Published online Apr 26, 2019. doi: 10.12998/wjcc.v7.i8.928
Peer-review started: January 31, 2019
First decision: March 10, 2019
Revised: March 22, 2019
Accepted: April 9, 2019
Article in press: April 9, 2019
Published online: April 26, 2019
Processing time: 87 Days and 1.5 Hours
Chronic total occlusion (CTO) is found in 18-31% of patients who undergo coronary angiography. Successful recanalization of CTOs is associated with reduced recurrent angina pectoris rates and increased long-term survival. Although the success rate of CTO percutaneous coronary intervention (CTO-PCI) has improved, CTO-PCI remains technically challenging. The Fielder XT guidewire was designed for CTO lesions. To validate whether the use of the guidewire increases the success rate, we compared the results of CTO-PCI with or without the guidewire. We hypothesized that the use of Fielder XT guidewire can increase the success rate of CTO-PCI.
To investigate whether the use of Fielder XT guidewire increases the final procedural success of CTO-PCI via the anterograde approach.
Between January 2013 and December 2015, a retrospective study was conducted on 1230 consecutive patients with CTO who received PCI via the anterograde approach at the General Hospital of Northern Theater Command. The patients were divided into an XT Group (n = 686) and a no-XT Group (n = 544) depending on whether Fielder XT guidewire was used. Both groups were compared for clinical parameters, lesion-related characteristics, procedural outcomes and in-hospital complications. The data were statistically analyzed using Pearson’s χ2 test for categorical variables, and Students’ t test was used to compare the quantitative data. Significant independent factors and a risk ratio with 95% confidence interval (CI) were assessed by multivariate logistic regression analysis.

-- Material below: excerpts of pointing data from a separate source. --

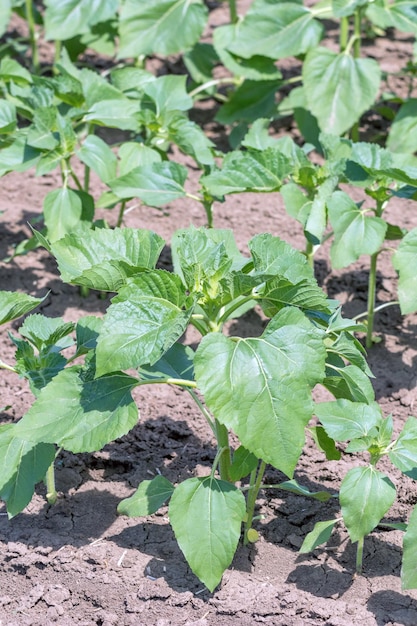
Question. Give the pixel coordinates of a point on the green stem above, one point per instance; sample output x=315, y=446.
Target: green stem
x=57, y=54
x=217, y=460
x=233, y=11
x=202, y=329
x=4, y=366
x=179, y=382
x=121, y=214
x=371, y=299
x=33, y=37
x=357, y=28
x=310, y=253
x=208, y=207
x=357, y=42
x=75, y=178
x=359, y=555
x=203, y=410
x=255, y=484
x=51, y=494
x=376, y=309
x=212, y=83
x=236, y=305
x=86, y=178
x=344, y=33
x=222, y=436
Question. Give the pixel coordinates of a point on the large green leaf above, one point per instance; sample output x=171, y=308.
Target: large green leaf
x=349, y=382
x=116, y=113
x=62, y=209
x=19, y=156
x=365, y=496
x=169, y=93
x=400, y=14
x=103, y=259
x=339, y=88
x=147, y=316
x=176, y=363
x=148, y=498
x=277, y=30
x=22, y=465
x=68, y=18
x=96, y=154
x=248, y=171
x=275, y=258
x=344, y=419
x=155, y=184
x=405, y=262
x=191, y=139
x=355, y=233
x=261, y=387
x=206, y=515
x=7, y=116
x=160, y=26
x=251, y=100
x=14, y=304
x=280, y=292
x=409, y=564
x=133, y=154
x=404, y=452
x=343, y=8
x=256, y=68
x=79, y=414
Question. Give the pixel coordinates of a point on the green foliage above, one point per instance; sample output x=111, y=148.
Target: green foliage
x=260, y=388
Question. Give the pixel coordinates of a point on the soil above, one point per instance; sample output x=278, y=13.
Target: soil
x=79, y=563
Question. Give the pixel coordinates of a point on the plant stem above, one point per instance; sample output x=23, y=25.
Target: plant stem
x=233, y=11
x=179, y=382
x=371, y=299
x=203, y=410
x=376, y=309
x=310, y=253
x=51, y=494
x=359, y=555
x=57, y=54
x=4, y=366
x=208, y=207
x=236, y=305
x=213, y=83
x=344, y=33
x=32, y=36
x=357, y=40
x=121, y=214
x=222, y=436
x=75, y=178
x=255, y=485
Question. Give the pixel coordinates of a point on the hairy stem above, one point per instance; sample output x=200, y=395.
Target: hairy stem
x=51, y=494
x=4, y=366
x=233, y=11
x=344, y=33
x=359, y=555
x=371, y=300
x=33, y=37
x=121, y=214
x=222, y=436
x=255, y=485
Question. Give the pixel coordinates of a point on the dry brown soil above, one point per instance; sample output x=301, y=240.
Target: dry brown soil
x=79, y=563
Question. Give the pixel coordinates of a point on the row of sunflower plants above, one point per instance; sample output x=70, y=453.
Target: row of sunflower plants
x=267, y=402
x=58, y=117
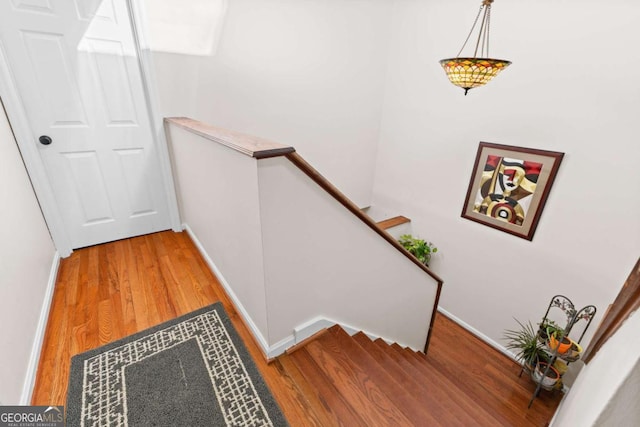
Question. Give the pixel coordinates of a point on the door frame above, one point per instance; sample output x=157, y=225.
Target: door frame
x=31, y=156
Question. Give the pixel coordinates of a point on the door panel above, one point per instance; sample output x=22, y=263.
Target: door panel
x=56, y=84
x=76, y=68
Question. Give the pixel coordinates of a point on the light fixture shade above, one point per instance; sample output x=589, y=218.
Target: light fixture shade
x=468, y=73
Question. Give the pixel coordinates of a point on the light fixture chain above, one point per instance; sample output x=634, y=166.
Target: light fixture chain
x=486, y=36
x=471, y=32
x=482, y=30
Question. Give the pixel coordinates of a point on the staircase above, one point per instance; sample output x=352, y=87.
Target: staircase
x=353, y=381
x=356, y=381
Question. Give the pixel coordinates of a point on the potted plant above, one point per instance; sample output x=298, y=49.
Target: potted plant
x=545, y=374
x=419, y=248
x=554, y=333
x=531, y=352
x=524, y=342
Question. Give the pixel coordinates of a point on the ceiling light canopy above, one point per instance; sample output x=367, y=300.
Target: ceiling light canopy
x=470, y=72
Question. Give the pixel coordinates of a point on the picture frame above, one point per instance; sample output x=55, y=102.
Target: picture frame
x=509, y=187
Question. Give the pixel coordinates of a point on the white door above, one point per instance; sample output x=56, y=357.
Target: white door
x=76, y=68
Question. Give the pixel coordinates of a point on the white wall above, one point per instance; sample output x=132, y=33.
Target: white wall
x=562, y=93
x=305, y=73
x=321, y=260
x=217, y=193
x=27, y=252
x=606, y=391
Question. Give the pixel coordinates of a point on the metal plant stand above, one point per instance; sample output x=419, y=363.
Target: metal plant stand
x=573, y=316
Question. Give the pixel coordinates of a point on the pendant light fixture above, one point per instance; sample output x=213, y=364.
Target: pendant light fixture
x=470, y=72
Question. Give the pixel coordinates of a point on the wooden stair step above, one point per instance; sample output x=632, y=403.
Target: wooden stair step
x=448, y=394
x=409, y=356
x=398, y=358
x=393, y=222
x=410, y=383
x=365, y=397
x=338, y=409
x=316, y=413
x=392, y=386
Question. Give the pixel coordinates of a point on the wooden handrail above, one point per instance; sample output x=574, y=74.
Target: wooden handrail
x=252, y=146
x=261, y=148
x=393, y=222
x=317, y=177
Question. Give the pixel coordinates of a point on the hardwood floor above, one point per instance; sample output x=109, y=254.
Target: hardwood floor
x=109, y=291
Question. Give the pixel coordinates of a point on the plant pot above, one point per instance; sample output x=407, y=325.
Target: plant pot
x=548, y=380
x=562, y=347
x=574, y=352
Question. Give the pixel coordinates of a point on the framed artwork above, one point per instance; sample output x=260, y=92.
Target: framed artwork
x=509, y=187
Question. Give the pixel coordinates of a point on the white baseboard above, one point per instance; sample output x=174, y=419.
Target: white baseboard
x=479, y=334
x=38, y=340
x=262, y=342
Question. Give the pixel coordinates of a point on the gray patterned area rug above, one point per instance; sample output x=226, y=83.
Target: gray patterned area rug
x=190, y=371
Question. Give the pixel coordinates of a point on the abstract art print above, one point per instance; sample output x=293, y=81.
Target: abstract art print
x=509, y=187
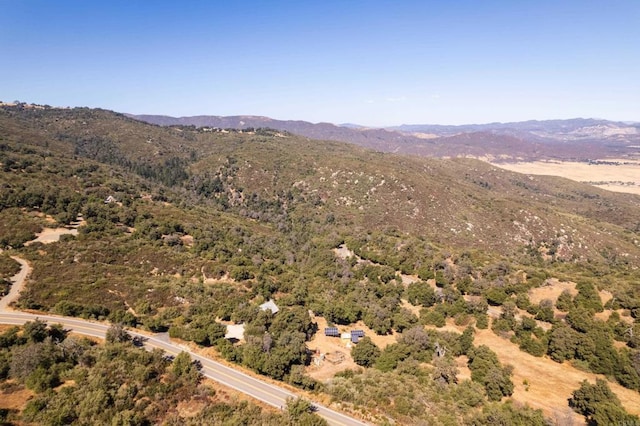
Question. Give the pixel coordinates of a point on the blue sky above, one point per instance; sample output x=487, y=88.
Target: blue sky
x=374, y=63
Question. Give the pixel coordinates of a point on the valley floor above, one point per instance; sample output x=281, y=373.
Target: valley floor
x=619, y=178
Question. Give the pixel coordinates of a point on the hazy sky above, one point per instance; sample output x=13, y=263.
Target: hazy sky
x=367, y=62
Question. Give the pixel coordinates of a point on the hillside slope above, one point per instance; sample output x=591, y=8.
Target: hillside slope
x=188, y=229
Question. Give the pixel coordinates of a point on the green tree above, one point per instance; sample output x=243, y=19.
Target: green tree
x=116, y=333
x=365, y=352
x=599, y=404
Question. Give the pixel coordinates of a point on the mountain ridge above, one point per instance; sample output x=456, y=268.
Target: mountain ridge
x=573, y=139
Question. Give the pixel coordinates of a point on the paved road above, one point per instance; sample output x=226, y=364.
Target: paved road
x=258, y=389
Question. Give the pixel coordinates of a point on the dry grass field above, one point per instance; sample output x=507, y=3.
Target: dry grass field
x=624, y=177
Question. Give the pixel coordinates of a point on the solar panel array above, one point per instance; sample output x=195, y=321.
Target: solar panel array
x=331, y=332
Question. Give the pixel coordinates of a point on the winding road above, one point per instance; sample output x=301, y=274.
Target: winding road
x=271, y=394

In total, 1230 patients were recruited; 75.4% of the patients were male, and 55.8% of the patients were in the XT group. The overall success rate was 83.9%, with 87.8% in the XT group. Based on multivariate logistic regression analysis, factors positively associated with procedural success were the use of Fielder XT guidewire (P = 0.005, 95%CI: 1.172-2.380) and systolic blood pressure (P = 0.011, 95%CI: 1.003-1.022), while factors negatively associated with procedural success were blunt stump (P = 0.013, 95%CI: 1.341-11.862), male sex (P = 0.016, 95%CI: 0.363-0.902), New York Heart Association (NYHA) class (P = 0.035, 95%CI: 0.553-0.979), contrast amount (P = 0.018, 95%CI: 0.983-0.998) and occlusion time (P = 0.009, 95%CI: 0.994-0.999). No significant differences were found between the XT group and the no-XT group with respect to clinical parameters, lesion-related characteristics, coronary artery rupture [3 (0.4%) vs 8 (1.5%), P = 0.056], in-hospital death [2 (0.3%) vs 6 (1.1%), P = 0.079] or in-hospital target lesion revascularization [3 (0.4%) vs 7 (1.3%), P < 0.099]. However, there were significant differences between the groups with respect to success rate [602 (87.8%) vs 430 (79.0%), P < 0.001], procedure time [(74 ± 23) vs (83 ± 21), P < 0.001], stent length [(32.0 ± 15.8) vs (37.3 ± 17.6), P < 0.001], contrast amount [(148 ± 46) vs (166 ± 43), P < 0.001], post-PCI myocardial infarction [43 (6.3%) vs 59 (10.8%), P = 0.004], major adverse cardiovascular event [44 (6.4%) vs 57 (10.7%), P = 0.007], side branch loss [31 (4.5%) vs 44 (8.1%), P = 0.009], contrast-induced nephropathy [29 (4.2%) vs 40 (7.4%), P = 0.018] and no reflow [8 (1.2%) vs 14 (2.9%), P = 0.034].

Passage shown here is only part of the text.